L'émissaire des Nations unies pour la Syrie, Staffan de Mistura, avait indiqué plus tôt dans la journée qu'un nouveau cycle de pourparlers sur la Syrie se tiendrait à partir du 28 novembre à Genève, sous l'égide de l'ONU.

"Nous devons engager les parties (au conflit) dans de vraies négociations", a déclaré le diplomate suédo-italien, qui a vu son annonce de recherche de solution pacifique occultée par les déclarations de Rex Tillerson, avec qui il s'était pourtant entretenu dans la journée.

Staffan de Mistura a déjà organisé sept sessions de discussions entre le régime syrien et l'opposition. Jamais il n'a réussi à surmonter le principal obstacle, qui concerne le sort du président Bachar al-Assad.

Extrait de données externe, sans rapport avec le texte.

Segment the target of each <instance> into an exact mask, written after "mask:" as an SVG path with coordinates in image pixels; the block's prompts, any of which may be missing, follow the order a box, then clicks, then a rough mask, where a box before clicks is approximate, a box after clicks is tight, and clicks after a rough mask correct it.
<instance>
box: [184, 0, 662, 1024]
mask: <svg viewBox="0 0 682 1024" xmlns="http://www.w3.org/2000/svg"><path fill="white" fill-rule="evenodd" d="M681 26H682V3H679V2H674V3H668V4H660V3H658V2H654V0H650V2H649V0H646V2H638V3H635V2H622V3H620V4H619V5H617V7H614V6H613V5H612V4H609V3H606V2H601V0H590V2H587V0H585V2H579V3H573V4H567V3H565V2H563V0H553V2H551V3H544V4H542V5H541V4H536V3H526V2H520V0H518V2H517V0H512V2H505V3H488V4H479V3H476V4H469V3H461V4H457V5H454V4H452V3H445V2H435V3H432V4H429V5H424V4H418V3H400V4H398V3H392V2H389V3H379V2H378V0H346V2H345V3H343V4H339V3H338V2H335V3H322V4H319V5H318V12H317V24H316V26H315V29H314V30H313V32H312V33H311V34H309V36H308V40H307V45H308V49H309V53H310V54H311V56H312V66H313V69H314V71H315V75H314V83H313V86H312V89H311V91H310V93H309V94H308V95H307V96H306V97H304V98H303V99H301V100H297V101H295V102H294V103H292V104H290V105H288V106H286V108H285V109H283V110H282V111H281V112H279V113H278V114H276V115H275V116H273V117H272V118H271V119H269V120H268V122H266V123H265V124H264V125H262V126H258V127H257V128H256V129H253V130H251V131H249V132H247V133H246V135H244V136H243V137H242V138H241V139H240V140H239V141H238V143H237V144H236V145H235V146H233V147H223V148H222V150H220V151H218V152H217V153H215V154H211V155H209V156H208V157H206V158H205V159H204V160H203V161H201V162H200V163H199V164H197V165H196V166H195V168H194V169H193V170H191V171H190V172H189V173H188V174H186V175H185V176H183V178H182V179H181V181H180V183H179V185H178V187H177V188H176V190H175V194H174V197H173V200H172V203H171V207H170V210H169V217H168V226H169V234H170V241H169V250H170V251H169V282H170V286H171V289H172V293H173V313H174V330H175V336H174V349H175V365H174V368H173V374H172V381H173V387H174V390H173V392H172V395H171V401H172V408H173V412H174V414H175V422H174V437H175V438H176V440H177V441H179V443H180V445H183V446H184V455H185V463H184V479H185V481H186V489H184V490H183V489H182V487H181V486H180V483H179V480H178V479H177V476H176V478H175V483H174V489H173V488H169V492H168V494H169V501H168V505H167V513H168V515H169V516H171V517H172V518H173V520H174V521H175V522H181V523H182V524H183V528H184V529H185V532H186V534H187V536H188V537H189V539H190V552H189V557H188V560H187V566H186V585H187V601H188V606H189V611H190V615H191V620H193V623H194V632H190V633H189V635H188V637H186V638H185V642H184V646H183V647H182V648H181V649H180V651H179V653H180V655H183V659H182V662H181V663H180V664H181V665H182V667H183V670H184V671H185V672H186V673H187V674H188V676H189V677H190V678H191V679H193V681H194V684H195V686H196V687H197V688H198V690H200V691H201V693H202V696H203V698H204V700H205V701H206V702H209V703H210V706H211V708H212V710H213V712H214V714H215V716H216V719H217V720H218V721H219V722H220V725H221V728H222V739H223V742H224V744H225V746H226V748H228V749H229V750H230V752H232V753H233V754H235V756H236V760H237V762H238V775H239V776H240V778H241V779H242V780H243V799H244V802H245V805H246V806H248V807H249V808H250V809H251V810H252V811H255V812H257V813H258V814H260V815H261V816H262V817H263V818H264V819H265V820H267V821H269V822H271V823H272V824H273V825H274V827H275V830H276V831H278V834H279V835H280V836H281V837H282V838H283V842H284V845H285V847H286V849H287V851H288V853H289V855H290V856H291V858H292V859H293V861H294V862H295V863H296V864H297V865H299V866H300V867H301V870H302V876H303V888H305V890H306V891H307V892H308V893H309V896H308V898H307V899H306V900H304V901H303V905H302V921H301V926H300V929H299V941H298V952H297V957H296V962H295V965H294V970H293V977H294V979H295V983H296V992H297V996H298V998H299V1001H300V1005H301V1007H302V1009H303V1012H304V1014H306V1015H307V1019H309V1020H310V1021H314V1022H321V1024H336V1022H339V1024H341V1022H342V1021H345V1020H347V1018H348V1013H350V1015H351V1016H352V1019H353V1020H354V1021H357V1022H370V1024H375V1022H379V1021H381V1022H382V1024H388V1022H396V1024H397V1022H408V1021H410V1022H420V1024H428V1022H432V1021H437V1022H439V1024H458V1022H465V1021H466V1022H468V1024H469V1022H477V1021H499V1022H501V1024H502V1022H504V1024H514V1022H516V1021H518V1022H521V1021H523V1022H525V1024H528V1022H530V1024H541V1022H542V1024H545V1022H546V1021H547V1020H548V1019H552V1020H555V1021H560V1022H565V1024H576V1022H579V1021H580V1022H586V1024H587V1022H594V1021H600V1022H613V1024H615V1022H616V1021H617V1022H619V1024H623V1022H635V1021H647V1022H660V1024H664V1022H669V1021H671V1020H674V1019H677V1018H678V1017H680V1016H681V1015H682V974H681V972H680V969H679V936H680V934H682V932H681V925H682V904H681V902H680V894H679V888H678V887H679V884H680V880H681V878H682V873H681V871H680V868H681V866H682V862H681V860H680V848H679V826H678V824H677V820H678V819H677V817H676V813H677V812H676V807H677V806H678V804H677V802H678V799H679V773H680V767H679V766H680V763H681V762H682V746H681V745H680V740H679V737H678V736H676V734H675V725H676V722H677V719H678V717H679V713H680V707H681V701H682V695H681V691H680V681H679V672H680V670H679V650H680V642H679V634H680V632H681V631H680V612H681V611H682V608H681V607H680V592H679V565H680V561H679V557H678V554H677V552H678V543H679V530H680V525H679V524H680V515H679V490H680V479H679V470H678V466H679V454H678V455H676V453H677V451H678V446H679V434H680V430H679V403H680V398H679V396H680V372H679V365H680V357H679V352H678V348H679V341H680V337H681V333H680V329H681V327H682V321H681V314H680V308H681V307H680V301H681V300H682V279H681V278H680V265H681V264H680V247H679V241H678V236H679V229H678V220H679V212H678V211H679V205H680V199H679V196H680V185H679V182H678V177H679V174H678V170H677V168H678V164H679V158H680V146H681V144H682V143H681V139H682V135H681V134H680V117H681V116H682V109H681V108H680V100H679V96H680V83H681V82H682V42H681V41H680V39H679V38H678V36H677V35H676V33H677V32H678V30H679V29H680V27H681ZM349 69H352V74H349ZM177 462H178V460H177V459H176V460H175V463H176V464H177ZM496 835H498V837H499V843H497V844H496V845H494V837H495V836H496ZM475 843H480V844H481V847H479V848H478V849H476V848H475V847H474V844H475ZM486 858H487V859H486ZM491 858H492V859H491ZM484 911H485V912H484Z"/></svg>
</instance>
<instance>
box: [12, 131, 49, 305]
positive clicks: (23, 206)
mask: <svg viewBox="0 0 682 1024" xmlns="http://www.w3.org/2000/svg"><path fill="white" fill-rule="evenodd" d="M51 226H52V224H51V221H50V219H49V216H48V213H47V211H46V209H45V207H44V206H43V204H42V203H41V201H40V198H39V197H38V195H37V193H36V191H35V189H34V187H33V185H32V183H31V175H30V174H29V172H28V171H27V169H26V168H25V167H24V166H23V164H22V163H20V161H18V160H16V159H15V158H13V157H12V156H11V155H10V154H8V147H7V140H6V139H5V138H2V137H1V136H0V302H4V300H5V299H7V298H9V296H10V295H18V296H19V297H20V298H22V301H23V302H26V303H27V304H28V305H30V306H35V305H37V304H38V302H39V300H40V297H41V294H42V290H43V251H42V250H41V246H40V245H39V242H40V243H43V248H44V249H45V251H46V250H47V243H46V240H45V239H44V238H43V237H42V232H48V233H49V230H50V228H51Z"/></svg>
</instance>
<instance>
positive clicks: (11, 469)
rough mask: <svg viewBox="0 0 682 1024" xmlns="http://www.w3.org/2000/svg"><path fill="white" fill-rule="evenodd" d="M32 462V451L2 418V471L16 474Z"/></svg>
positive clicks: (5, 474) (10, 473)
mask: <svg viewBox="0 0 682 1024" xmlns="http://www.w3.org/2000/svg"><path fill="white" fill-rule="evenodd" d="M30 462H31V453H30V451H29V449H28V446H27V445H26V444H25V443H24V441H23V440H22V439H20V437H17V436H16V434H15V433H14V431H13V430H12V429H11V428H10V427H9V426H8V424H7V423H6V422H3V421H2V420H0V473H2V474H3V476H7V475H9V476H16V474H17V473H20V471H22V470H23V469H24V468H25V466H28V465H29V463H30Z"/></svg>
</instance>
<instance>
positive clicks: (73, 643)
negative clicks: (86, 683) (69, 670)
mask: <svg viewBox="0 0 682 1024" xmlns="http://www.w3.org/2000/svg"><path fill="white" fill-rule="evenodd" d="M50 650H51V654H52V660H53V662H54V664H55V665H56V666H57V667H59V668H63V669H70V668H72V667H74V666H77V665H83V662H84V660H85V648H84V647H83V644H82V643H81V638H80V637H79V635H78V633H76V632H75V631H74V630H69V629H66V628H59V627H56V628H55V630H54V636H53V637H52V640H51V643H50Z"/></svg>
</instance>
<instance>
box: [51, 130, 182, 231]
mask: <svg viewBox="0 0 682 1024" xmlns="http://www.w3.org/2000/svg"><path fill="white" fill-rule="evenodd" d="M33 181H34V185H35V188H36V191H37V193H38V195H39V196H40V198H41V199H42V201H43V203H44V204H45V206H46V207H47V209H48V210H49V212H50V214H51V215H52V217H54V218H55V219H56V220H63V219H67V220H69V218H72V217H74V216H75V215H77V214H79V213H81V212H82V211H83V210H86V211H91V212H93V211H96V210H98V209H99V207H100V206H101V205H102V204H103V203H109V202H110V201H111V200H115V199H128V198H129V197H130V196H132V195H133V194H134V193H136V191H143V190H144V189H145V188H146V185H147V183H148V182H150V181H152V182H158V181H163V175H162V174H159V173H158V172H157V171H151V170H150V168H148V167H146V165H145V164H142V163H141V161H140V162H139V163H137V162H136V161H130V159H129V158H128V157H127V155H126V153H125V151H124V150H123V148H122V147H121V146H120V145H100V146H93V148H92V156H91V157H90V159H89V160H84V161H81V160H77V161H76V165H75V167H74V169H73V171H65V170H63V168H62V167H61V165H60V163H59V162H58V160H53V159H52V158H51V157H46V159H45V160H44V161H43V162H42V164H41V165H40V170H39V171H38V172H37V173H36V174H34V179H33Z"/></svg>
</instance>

Le fils de l'ancien président Hafez al-Assad, soutenu par les forces armées iraniennes et russes, n'a pas abandonné les rênes du pays, plongé depuis 2011 dans une guerre civile sanglante. Il n'a cessé de répéter qu'il ne démissionnerait pas sous la pression des rebelles, qu'il qualifie de "terroristes".

Mais plusieurs puissances occidentales, l'opposition syrienne et les pays arabes voisins accusent Bachar al-Assad d'être responsables des 333 000 morts du conflit.

Sous Barack Obama, les États-Unis avaient assuré à de nombreuses reprises que ses jours à la tête de la Syrie étaient comptés, mais l'ancien président démocrate avait refusé de recourir à des frappes militaires après l'usage d'armes chimiques par Damas.